Heat maps provide a quick glance on the data distribution over the picture observed during an
experiment.
Traditionally, heat-maps visualize the background image with overlaying semi-transparent
colors.
Most such visualizations use red color for highlighting the most intensively observed areas, and blue
or black for coloring the unobserved parts of the picture.
Colors in a heat map change gradually, and the display resembles a topographic image with hills and valleys.
Presenting the unobserved areas in black can be regarded as shading the image.
Usually, the shadows do not totally hide the background image, but only dim it.
Our approach substantially extends the notion of heat
maps. Here, the term “heat map” pertains to all the
visualizations where eye gaze data adds transparency, or
some color, to the background image. In our current
implementation, the background can be partly or totally
hidden by a shadow or fog (Fig. 4).
The initial opaqueness of an image is adjustable.

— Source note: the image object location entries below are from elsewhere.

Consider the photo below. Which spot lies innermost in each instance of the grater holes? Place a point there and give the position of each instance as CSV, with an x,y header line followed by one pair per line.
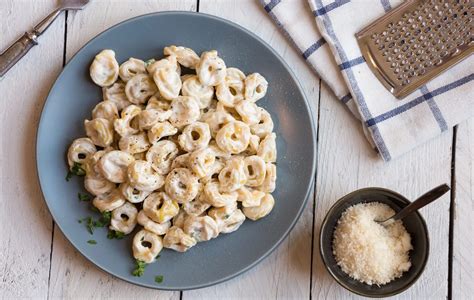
x,y
423,37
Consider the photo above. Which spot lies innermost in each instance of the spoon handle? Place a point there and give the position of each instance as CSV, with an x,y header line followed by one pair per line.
x,y
423,200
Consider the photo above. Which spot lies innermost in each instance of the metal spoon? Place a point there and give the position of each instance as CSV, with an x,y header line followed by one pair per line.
x,y
17,50
422,201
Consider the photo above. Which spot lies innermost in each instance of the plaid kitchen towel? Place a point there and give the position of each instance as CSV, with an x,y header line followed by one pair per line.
x,y
395,126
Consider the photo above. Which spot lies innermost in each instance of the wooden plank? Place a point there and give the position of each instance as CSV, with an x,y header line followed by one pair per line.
x,y
346,163
286,272
25,261
71,274
463,239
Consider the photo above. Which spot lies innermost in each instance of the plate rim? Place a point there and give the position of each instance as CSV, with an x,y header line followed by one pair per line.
x,y
313,147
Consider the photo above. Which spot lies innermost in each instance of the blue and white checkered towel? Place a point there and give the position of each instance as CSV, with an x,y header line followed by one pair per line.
x,y
393,126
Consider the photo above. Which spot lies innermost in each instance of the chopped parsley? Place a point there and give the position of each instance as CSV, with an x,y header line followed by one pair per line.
x,y
83,197
159,279
149,62
139,268
103,220
90,223
75,170
113,234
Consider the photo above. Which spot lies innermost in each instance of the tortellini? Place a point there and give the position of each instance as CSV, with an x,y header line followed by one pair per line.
x,y
146,246
105,110
161,155
161,130
142,177
201,228
109,201
234,137
160,208
114,164
150,225
104,69
135,143
177,240
211,69
257,212
130,68
228,218
116,94
267,148
255,87
185,56
124,218
193,87
185,110
264,125
185,157
234,175
140,88
125,125
182,185
195,136
100,131
132,194
80,150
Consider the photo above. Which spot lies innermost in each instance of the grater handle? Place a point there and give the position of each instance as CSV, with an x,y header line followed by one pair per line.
x,y
16,51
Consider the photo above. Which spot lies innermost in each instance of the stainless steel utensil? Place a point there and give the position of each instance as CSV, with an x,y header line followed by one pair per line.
x,y
17,50
416,41
422,201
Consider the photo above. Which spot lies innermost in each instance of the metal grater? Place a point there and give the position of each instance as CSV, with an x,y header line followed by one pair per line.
x,y
416,41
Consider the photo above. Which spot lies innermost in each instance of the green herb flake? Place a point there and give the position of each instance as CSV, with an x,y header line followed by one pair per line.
x,y
83,197
139,268
103,220
159,279
75,170
90,225
115,235
149,62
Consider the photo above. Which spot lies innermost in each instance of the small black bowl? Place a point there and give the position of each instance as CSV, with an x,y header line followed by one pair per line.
x,y
414,224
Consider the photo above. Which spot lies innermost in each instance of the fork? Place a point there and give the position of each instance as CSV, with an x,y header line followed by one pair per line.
x,y
18,49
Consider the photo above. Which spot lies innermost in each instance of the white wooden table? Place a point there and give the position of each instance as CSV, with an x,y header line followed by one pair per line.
x,y
36,260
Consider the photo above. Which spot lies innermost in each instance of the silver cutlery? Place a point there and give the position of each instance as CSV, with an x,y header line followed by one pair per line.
x,y
422,201
18,49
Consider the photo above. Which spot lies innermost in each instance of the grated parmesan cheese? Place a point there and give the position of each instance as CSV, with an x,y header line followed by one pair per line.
x,y
368,251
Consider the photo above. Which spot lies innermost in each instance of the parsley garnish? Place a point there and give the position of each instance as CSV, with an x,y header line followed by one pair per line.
x,y
101,222
139,268
75,170
149,62
83,197
89,224
104,219
115,235
159,279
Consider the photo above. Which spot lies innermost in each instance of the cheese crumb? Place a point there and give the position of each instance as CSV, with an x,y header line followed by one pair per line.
x,y
367,251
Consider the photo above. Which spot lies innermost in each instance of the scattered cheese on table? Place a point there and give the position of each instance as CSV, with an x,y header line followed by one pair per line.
x,y
368,251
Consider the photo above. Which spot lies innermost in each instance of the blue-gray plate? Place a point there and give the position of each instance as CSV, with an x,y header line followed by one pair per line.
x,y
74,95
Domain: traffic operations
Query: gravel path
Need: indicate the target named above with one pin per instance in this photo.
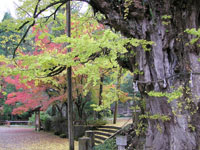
(16, 138)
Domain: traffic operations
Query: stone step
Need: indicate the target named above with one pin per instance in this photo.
(109, 127)
(106, 130)
(97, 142)
(102, 133)
(100, 137)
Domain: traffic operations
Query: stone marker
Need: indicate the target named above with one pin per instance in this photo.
(90, 134)
(121, 142)
(84, 143)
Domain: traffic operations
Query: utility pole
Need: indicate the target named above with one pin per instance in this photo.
(69, 83)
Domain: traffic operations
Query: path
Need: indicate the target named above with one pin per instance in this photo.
(15, 138)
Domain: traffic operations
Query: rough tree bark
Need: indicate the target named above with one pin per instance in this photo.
(169, 63)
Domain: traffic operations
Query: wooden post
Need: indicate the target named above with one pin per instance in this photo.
(121, 142)
(37, 120)
(90, 134)
(84, 143)
(69, 83)
(116, 103)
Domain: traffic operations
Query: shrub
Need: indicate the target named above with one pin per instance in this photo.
(97, 122)
(63, 136)
(56, 133)
(107, 145)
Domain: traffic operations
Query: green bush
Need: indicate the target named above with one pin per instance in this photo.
(97, 122)
(56, 133)
(45, 120)
(47, 124)
(107, 145)
(63, 136)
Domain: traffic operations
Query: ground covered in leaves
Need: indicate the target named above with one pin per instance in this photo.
(18, 138)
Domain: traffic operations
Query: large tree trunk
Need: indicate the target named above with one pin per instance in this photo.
(169, 63)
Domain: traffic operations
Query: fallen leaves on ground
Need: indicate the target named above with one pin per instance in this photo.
(27, 139)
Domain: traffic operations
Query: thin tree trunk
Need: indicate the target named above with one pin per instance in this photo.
(116, 102)
(69, 84)
(100, 94)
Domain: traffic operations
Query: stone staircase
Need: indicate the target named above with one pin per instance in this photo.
(102, 133)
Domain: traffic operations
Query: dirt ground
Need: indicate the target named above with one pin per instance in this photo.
(18, 138)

Transparency can be presented in either the traditional way
(using shades of gray), or employing some color scheme.
In the latter case, color in a particular location conveys the
intensity of the observation similar to the transparency
level in a gray-scaled heat map.
The intensity is proportional to the duration of the
observation. Thus, longer fixations add more transparency
than shorter ones. A fixation longer than some threshold
makes the display totally transparent at the location it is
superimposed.
In fact, the measured gaze position during an
observation contains only a single point that covers only a
relatively small part of the display. Meanwhile, the actual
observation involves a whole group of pixels.
Therefore, we suggest that every pixel in the heat
map related to a particular gaze location “extends
transparency” to the neighboring area. The radius of this
area should be a few degrees of arc and subject to the
user’s choice. We also propose three alternative forms for
the function of the transparency distribution. One of these
is a simple linear relationship, whereas the other two are
nonlinear (a sum of linear and sine wave, and a Gaussian).